Auch im Christentum ist das Authentizitätsproblem virulent, allerdings - wegen der undurchsichtigen Quellenlage - deutlich komplizierter als im Islam, wo ein Originaltext des Gründers sowie überlieferte Gründer-Zitate von direkten Augen- und Ohrenzeugen vorliegen. Was den Stellenwert von Musik im Islam betrifft, habe ich in meiner neueren Antwort einiges dazu geschrieben, was ich weiter unten noch ergänze.
Zu den Songs:
Der erste von dir verlinkte Song ist tatsächlich ein Nasheed, d.h. ein sakraler islamischer Gesang; ein afghanischer Bekannter von mir hat bestätigt, dass die Männer ein religiöses Thema besingen. Dem entspricht die betont perkussive instrumentale Begleitung.
Die anderen Songs:
Original arabische Bauchtänze habe ich selbst in Teheran und Tabriz gesehen, als ich in vor-khomeneischen Zeiten Persien mehrmals besuchte. Die von dir verlinkte Performance stammt aber aus Las Vegas, das nicht gerade ein Aushängeschild der muslimischen Welt ist. Mit dem Islam hat dieser Tanz ohnehin nichts zu tun, er entstammt älteren Traditionen aus dem arabischen Umfeld, kann also auf keinen Fall als Prototyp für einen eventuellen Paradiestanz herhalten. Künstlerische Darbietungen durch Frauen sind aus Sicht des frühen Islam haram (unheilig), erst recht wenn sie sexuell anregend sind. Auch der zweite Tanzlink hat mit jener Musikart, die vom frühen Islam akzeptiert ist, nichts zu tun, da die Darbietung erotisch ist.

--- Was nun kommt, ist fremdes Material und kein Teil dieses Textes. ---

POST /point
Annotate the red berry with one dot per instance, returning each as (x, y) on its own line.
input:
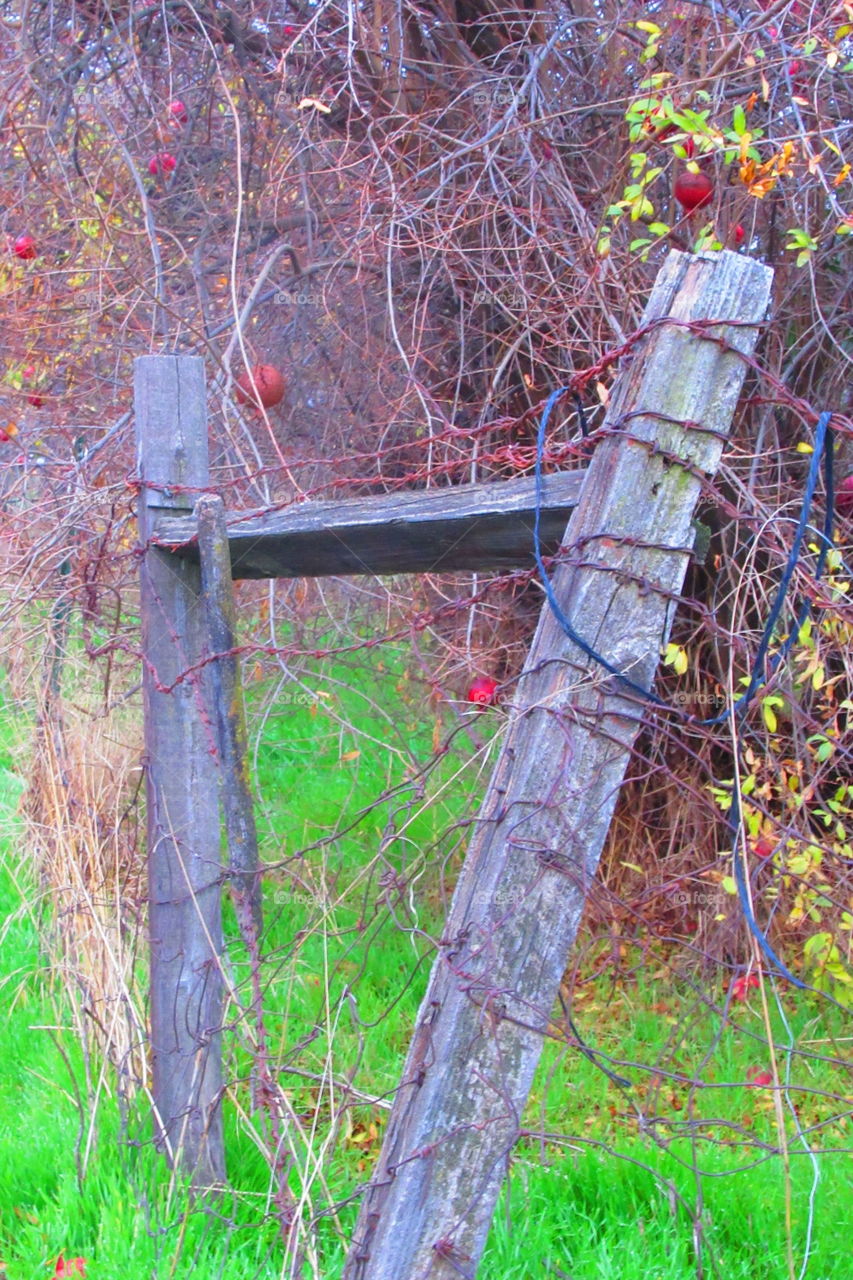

Die vier sunnitischen Rechtschulen des Islam (die Hanifiten, Hanbaliten, Malikiten und Schafiiten) lehnen übereinstimmend Musik unterhaltenden Charakters als haram (= unheilig) ab. Abu Hanifa z.B. forderte, man solle - aber nur auf islamischen Territorium - ein Haus, aus dem Musik erklingt, „überfallen und die Musik aus dem Haus entfernen“. Ahmad ibn Hanbal war der Auffassung, dass „Musik Heuchelei im Menschen verursacht“. Das bezieht sich aber nur auf Unterhaltungsmusik, während sakrale Nasheeds, wie ich a.a.O. schon schrieb, legitim sind, freilich unter rigiden Voraussetzungen, die ich aufgelistet habe.

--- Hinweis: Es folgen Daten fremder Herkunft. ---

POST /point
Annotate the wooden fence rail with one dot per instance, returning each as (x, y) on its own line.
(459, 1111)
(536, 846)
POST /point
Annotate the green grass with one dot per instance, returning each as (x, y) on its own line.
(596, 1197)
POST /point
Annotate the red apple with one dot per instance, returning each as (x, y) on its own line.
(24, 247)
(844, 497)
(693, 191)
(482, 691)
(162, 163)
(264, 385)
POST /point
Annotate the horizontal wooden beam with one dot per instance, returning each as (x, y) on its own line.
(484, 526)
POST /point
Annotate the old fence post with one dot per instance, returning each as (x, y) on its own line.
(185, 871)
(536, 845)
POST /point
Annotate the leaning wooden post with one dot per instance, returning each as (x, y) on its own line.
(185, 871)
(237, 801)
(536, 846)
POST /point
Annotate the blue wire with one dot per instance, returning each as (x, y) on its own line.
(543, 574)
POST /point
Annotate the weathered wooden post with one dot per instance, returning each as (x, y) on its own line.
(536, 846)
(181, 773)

Gerade in Zeiten der Salafisten und vor allem des IS-Terrors sollte man sich die Frage stellen, ob wirklich alles, was moderne Muslime praktizieren, automatisch auch authentisch islamisch ist. Ein zu Justin Timberlake tanzender Muslim beweist ja nicht, dass sinnliches Tanzen dem (frühen, also authentischen) Islam nicht widerspricht. Die IS-Ideologen predigen, basierend auf der Lehre von Al-Wahhab, einem Anhänger des obengenannten musikfeindlichen Rechtsgelehrten Hanbal, ebenso wie die Salafisten eine Rückkehr zum frühen Islam.

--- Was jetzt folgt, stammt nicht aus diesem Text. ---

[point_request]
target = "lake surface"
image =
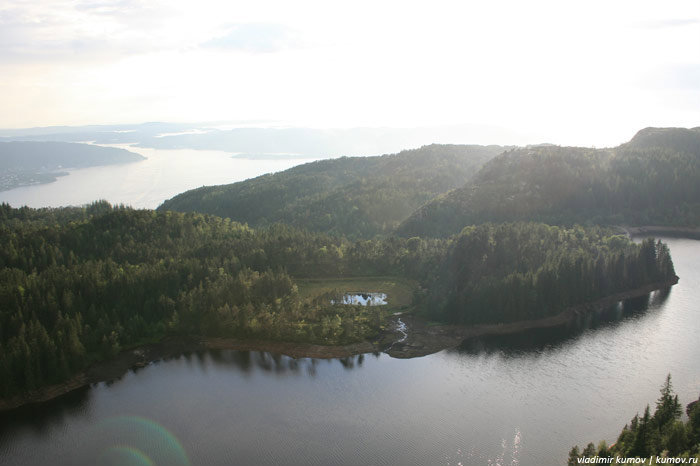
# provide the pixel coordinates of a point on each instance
(365, 299)
(145, 184)
(515, 401)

Die Islam-Verharmloser (darunter natürlich auch viele Muslime) machen es sich viel zu einfach, wenn sie den Radikalen eine Falschinterpretation des Islam vorwerfen. Mit dieser naiven Formel wird man dem Problem nicht nur nicht gerecht, sondern verstellt den Blick auf die Tatsache, dass nicht der radikale Islam, sondern der gemäßigte Islam eine Abweichung von den Prinzipien des frühen Islam darstellt.